Al-Arief yang datang dari kepulauan itu, sempat unggul lebih awal melalui tendangan keras Darsuki, pemain bernomor punggung 9, di menit 21. Sementara Al-Arief unggul 1-0.
Keadaan menjadi berubah di menit 24. Klub dengan kostim serba hitam itu melakukan serangan balasan. Muhammad Taufiq yang bernomor punggung 57 memanfaatkan kemelut di mulut gawang. Si kulit bundar menggetarkan jala gawang Al-Arief. Skor menjadi imbang: 1-1.
Di menit ke-29, Khotiburrohman menambah keunggulan Al-Jawahir. Melalui kaki kanannya ia melesatkan bola dari pojok kotak penalti. Keunggulan berbalik menjadi 2-1 untuk Al-Jawahir.

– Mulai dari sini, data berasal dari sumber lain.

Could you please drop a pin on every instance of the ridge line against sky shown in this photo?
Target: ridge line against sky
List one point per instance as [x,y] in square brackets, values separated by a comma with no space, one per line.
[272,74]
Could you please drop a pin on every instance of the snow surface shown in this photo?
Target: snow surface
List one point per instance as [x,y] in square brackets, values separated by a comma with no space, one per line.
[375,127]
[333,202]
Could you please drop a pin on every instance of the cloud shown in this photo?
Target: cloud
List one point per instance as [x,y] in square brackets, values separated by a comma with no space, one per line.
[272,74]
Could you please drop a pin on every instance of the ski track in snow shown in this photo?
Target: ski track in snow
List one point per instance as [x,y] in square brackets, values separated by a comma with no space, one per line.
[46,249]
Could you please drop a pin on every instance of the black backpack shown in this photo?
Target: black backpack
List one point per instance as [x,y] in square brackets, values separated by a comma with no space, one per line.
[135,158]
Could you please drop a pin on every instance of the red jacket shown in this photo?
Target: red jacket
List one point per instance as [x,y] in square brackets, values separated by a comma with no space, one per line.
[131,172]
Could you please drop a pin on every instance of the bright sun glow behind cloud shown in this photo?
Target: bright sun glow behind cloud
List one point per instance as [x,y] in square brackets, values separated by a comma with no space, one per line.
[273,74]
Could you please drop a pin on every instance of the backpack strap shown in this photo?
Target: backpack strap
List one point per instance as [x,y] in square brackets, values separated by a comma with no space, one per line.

Menit 30, pemain Al-Arief menjatuhkan pemain Al-Jawahir di kotak penalti. Pengadil lapangan menunjuk titik putih. Fahrur Rosi, sang eksekutor, memanfaatkannya dengan baik dan bola bersarang di gawang yang dijaga Abi Dila.
Setelah turun minum, menit 48 giliran Khoirul menyumbangkan keunggulan Al-Jawahir. Umpan matang dari pemain nomor punggung 39 dimanfaatkan dengan baik oleh sang kapten. Keunggulan Al-Jawahir menjadi 4-1.
Unggul 4-1 tidak menjadikan Al-Jawahir menurunkan tensi permainannya. Pada menit ke-53 sang kapten menggiring bola dari tengah lapangan. Di kotak penalti ia tembakkan bola dengan keras. Meski sempat membentur mistar gawang, tapi bola berhasil menggetarkan jala lawan. Skor berubah 5-1.
Gol terakhir Al-Jawahir diciptakan oleh Fathor Rozi di menit 65. Pemilik nomor punghung 93 itu berhasil lolos dari kawalan pemain belakang Al-Arief. Skorpun berubah menjadi 6-1. Skor ini bertahan sampai wasit meniup peluit panjang.
Dengan kemenangan ini, Al-Jawahir dipastikan melenggang ke babak 16 besar.